US thin-film PV module manufacturer and project developer First Solar said that its 141 MW Luz del Norte solar plant in Chile is the first large-scale PV installation to provide commercial ancillary grid services in the world.
The National Electric Coordinator recently added Luz del Norte to its portfolio of large-scale generators that are authorized to provide a number of grid services, including automatic generation control (AGC).
The facility, located in the Atacama Desert close to Copiapó, is now used to manage the frequency of the country’s electrical system, which helps to guarantee the reliability and stability of the grid.
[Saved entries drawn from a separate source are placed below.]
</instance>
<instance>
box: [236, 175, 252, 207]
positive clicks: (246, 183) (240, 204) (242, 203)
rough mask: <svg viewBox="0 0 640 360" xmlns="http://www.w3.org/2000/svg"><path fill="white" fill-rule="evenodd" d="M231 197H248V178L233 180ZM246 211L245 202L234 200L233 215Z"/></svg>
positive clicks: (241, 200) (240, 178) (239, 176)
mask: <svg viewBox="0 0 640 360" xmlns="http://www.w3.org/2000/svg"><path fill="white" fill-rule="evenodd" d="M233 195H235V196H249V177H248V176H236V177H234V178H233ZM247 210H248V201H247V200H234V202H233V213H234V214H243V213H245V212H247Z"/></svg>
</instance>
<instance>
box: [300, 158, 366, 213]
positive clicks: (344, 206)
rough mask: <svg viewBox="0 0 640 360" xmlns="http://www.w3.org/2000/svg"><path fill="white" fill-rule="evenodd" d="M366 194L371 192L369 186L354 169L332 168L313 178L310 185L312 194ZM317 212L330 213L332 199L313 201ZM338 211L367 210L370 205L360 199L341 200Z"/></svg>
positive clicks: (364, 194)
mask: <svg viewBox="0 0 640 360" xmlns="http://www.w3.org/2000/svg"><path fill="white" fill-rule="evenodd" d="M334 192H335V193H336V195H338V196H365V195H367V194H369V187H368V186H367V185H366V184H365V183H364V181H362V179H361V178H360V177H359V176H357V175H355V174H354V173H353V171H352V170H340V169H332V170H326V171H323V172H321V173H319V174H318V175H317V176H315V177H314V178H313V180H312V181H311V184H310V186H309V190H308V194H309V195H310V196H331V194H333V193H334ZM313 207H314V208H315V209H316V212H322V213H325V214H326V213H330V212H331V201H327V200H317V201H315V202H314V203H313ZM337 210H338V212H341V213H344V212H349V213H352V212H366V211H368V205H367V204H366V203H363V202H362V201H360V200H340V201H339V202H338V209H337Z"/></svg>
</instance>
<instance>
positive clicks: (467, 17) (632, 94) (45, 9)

According to First Solar, the plant has undergone an extensive audit by the National Electrical Coordinator, Laborelec Latam, and First Solar. Until now, grid operators around the world have had to rely exclusively on thermoelectric or hydroelectric plants to respond to load changes and balance generation.
The California Independent Systems Operator (CAISO), the U.S. Department of Energy’s National Renewable Energy Laboratory (NREL), and First Solar first tested the grid’s capabilities as part of a demonstration project in 2016. The study examined the ability of a First Solar-designed power plant to provide AGC, primary frequency control, ramp speed control, and voltage regulation. The PV plant was found to perform better than gas turbine technologies, which are often used by grid operators to respond to load changes.
“We are very satisfied with this achievement as this increases the spectrum of technologies capable of providing the necessary services to maintain a safe and reliable operation of the electrical system,” said Carlos Barria, an official from the Ministry of Energy.
Launched in 2016, Luz del Norte is one of the largest solar plants in Chile. It features thin-film PV modules from First Solar and inverters from German supplier SMA.